L’assistant doré releva enfin la tête du terminal.
— C’est terminé.
Le Vieux Castor continua de touiller son café.
— Ah.
— Tous les tests passent.
Cette fois, il leva les yeux.
— Combien ?
— Quatre cent vingt-sept.
Petit Castor se pencha vers l’écran. Une belle colonne de coches vertes descendait presque jusqu’en bas du terminal.
unit tests ✅
acceptance tests ✅
coverage ✅
lint ✅
security scan ✅
— Bon.
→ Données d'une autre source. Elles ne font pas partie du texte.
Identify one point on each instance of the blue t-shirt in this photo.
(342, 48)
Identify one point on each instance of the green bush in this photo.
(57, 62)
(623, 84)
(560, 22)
On ferme la tâche ?
Le Vieux Castor contempla l’écran quelques secondes.
— Une magnifique pastèque.
Petit Castor fronça les sourcils.
— Une quoi ?
— Verte à l’extérieur.
Il mima un coup de couteau.
— Rouge à l’intérieur.
L’assistant doré resta silencieux.
Le café, lui, commençait déjà à refroidir.
Le piège des pastèques
Un pipeline entièrement vert procure une sensation assez agréable.
Tout va bien.
Ou, plus exactement : tout ce que nous avons regardé va bien.
La nuance compte.
Un test peut être excellent et laisser malgré tout un angle mort. Il répond à la question qu’on lui a posée. L’erreur peut très bien habiter dans celle que personne n’a pensé à poser.
Prenons une fonctionnalité composée de plusieurs morceaux.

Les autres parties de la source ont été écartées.